It's been a few months since Intel had to terminate its acquisition of contract chip manufacturer Tower Semiconductor (NASDAQ: TSEM), but Tower is wasting no time charting its path forward. It recently unveiled its long-term financial targets based on new investments it has made to expand its manufacturing capacity. The only problem is Tower and its customers remain in a deep downturn.
As I stated at the end of September, I was anxious to see Tower's first quarterly earnings update before deciding to buy (the first in two years, since Tower stopped reporting during the Intel tie-up talks, as is customary during acquisitions). After seeing the outlook for the final quarter of 2023, it's clear to me Tower is still on the struggle bus, but things might be improving soon.
Tower is unconcerned about short-term weakness
Tower is a smaller semiconductor contract manufacturer based in Israel. It has lots of customers, especially for analog chips (which interact with a physical world signal, like radio frequencies, electric currents, or magnetic fields) and sensors (lights, sound waves, etc.).
After a stellar run of growth in the wake of the pandemic, Tower and its customers are now in a sizable downturn. Starting the second half of 2022, consumer demand for PCs and smartphones fell off a cliff. That market is now stabilizing, but just in time for industrial markets, including automotive chips, to enter their own downturn. The good news: Tower remains profitable.
Tower's Q3 update highlighted flat revenue from the prior quarter at $358 million, and net income of $52 million after subtracting the $290 million merger termination fee paid by Intel. Again, the good news is that the revenue decline has stabilized, and the bottom line hasn't dipped into the red.
However, the outlook for the fourth quarter implies that the no-growth environment will continue for now. At the midpoint, management expects revenue to be $350 million.
Management downplayed the current downturn, though, instead highlighting its operational efficiency and long-term goals.
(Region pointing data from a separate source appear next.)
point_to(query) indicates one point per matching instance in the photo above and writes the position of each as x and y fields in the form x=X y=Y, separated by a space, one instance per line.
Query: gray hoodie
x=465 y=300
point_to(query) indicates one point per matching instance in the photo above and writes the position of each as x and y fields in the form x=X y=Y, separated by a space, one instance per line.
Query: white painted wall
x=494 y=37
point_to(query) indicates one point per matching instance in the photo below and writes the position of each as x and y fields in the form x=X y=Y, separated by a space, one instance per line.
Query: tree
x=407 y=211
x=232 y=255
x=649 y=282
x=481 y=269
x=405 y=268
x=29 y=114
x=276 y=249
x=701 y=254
After all, despite its diminutive size compared to such manufacturing giants as Taiwan Semiconductor Manufacturing and GlobalFoundries, remaining profitable is an impressive achievement for Tower.
The company has also made a couple of investments with Intel (at its New Mexico facility) and with STMicroelectronics (in Agrate, Italy) to support future expansion needs of its key customers in North America and Europe.
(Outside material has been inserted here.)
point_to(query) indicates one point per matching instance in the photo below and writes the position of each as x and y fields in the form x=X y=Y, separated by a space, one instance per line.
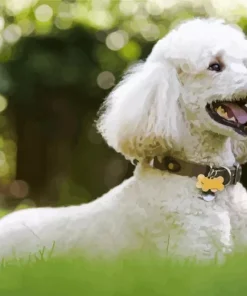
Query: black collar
x=231 y=175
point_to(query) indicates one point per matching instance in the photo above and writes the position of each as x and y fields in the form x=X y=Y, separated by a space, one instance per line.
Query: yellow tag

Tower thinks it can be a best-in-class grower
As for the long-term goals, Tower says it is putting in place capacity to support revenue of $2.66 billion (with total manufacturing utilization of 85% across its facilities), nearly double the annualized revenue run rate in Q3 2023. At that revenue rate, Tower thinks it can generate about $500 million in annualized net income, compared to just over $200 million generated last quarter (again, on an annualized basis).
No specific time table was given for these targets. This is simply a financial model Tower is going for, but clearly Tower is eyeing having this capacity in place ahead of the next upcycle for the semiconductor industry. Perhaps that upturn will begin in 2024, with the resumption of growth in PC and smartphone sales -- although it looks like industrial chips for markets like automobiles will be in a decline through the first half of 2024.
Augmented and virtual reality (AR/VR, now sometimes referred to as "spatial computing") could also be a big new market. Tower talked up its OLED-on-silicon technology. That's the display technology being used by Apple for its Vision Pro coming out next year.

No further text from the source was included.